The profit from these could never repay the expence to a few people. Individuals cannot be expected to build or maintain them. This duty costs very differently in the different periods of society.
70 The public institutions and public works necessary for society are those:
- for defence
- for administering justice
- for facilitating commerce, and
- for public education
This chapter will be divided into 3 articles examining how their costs may be most properly defrayed.
Article 1: Public Works and Institutions for Facilitating General Commerce
71 Examples of the public works which facilitate commerce are:
- Good roads
- Bridges
- Navigable canals
- Harbours, etc
Their construction and maintenance costs very differently in the different periods of society. The cost of making and maintaining the public roads must increase with:
- the national annual produce, and
- the quantity and weight of the goods transported on those roads.
A bridge’s strength must be suited to the number and weight of the carriages likely to pass over it.
A navigable canal’s depth must be proportional to the number and tonnage of the barges likely to travel through it.
The harbour’s size must be proportional to the number of ships likely to shelter in it.
Fees
72 The executive power does not have to pay for the cost of those public works from the public revenue.
Most of such public works can earn a revenue to defray their own cost, without burdening the society’s general revenue.
73 In most cases, a highway, bridge, or navigable canal may be made and maintained by a small toll.
A harbour can be made and maintained by a moderate port-duty on the tonnage of the shipping loaded or unloaded in it.
The coinage is another institution for facilitating commerce. In many countries, it:
- defrays its own expence, and
- affords a small revenue or seignorage to the sovereign.
The post-office is another institution for facilitating commerce. In almost all countries, it brings a very big revenue to the sovereign.
74 Carriages passing over a highway, or barges sailing through a canal pay a toll proportional to their weight. In this case, they pay for the maintenance of those public works exactly in proportion to the wear and tear they cause.
This tax or toll is advanced by the carrier but finally paid by the consumer. The consumer must always be charged in the price of the goods.
Transportation costs are very much reduced by such public works. This lowers the prices goods more than the toll increases them.
The consumer pays a small fee to get a bigger gain This is the most equitable method of raising a tax.75 When the toll on luxury carriages is raised in proportion to their weight relative to necessary carriages, the rich’s indolence and vanity is made to contribute to the poor’s relief. It renders the transportation of heavy goods cheaper.
- Examples of luxury carriages are coaches and post-chaise [personal transportation].
- Examples of necessary carriages are carts and wagons.
76 When high roads, bridges, canals, etc. are made and supported by the commerce which supports them:
- those public works can only be made where they are needed by commerce, and
- those works will be built in the proper areas.
The grandeur and magnificence of those works must be suited to what that commerce can afford to pay.
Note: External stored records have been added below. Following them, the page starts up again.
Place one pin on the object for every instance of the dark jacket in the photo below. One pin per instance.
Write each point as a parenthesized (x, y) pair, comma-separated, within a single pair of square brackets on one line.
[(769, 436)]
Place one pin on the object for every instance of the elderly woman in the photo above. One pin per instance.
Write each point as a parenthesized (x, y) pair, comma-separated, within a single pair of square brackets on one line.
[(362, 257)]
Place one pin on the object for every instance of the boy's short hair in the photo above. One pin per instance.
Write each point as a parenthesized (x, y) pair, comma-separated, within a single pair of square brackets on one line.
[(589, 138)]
- Those works will be built in the proper way.
- A magnificent highway cannot be made through a desert country where there is no commerce.
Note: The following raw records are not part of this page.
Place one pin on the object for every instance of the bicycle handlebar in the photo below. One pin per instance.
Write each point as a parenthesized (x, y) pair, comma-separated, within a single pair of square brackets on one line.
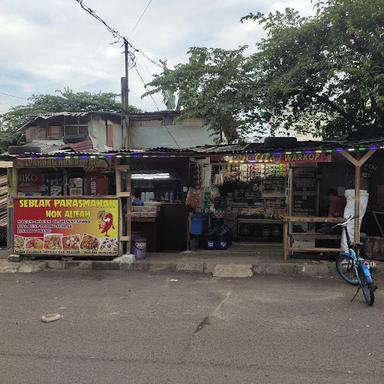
[(350, 218)]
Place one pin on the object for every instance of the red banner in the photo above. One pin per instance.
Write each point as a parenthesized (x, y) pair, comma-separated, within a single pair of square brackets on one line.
[(66, 226)]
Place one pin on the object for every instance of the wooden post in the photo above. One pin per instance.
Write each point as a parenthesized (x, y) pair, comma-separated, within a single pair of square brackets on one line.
[(357, 204), (358, 163), (285, 240), (123, 192)]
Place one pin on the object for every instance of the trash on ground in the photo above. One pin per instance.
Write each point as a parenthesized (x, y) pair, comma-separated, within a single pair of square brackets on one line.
[(50, 317)]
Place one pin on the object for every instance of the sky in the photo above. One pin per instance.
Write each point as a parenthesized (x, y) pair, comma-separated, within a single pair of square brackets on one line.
[(47, 45)]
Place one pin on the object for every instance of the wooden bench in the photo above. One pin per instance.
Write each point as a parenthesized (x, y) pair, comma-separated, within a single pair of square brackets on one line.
[(289, 236)]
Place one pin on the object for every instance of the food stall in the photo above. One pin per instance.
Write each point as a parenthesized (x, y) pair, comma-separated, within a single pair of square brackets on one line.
[(65, 206)]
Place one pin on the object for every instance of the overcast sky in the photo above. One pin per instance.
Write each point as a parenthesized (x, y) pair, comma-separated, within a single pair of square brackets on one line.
[(47, 45)]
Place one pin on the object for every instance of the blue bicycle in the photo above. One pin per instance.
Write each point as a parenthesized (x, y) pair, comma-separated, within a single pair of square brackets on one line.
[(354, 269)]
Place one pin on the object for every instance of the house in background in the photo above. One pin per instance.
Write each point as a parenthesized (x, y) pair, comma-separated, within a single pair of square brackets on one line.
[(101, 131)]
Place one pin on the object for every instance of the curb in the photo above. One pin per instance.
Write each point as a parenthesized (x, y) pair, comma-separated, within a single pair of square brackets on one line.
[(320, 269)]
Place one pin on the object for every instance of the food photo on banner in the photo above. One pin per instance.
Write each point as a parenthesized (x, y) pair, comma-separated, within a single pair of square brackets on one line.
[(66, 226)]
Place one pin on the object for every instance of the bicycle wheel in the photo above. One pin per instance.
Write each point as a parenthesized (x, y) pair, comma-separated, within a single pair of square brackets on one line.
[(368, 291), (346, 270)]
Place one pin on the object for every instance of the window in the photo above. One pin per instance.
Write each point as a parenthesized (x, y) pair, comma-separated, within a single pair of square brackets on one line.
[(54, 132), (109, 135), (74, 130)]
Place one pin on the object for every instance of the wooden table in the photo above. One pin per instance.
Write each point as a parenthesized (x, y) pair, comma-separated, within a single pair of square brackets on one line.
[(289, 236)]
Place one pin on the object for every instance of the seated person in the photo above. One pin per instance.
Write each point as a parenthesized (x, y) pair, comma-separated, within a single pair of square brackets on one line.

- It cannot be built merely because it leads to a great lord’s country villa.
- A great bridge cannot be built over a river where nobody passes.
- It cannot be built merely to embellish the view from the windows of a neighbouring palace.
These sometimes happen in countries where public works are funded by other sources of revenue.
Private Canals
77 In several parts of Europe, the ton or lock-duty on a canal is private property.
Their private interest obliges them to keep up the canal. If it is not maintained, the navigation ceases. The profits from the tolls also ceases.
If those tolls were managed by commissioners who had no interest in those works, they might not be maintained well.
The great canal of Languedoc cost the King of France and its province more than 13 million livres.
- It is equal to more than £900,000 at 28 livres the mark of silver, the value of French money in the end of the 17th century.
- When it was finished, the best way found to keep it repaired was to offer the tolls as a gift to Riquet, the engineer who planned the work.
- Presently, those tolls make up a very large estate to his family. They have a great interest to keep that work repaired.
If those tolls were managed by commissioners who had no such interest, they might be dissipated in ornamental and unnecessary expences. The most essential parts of the work might have gone to ruin.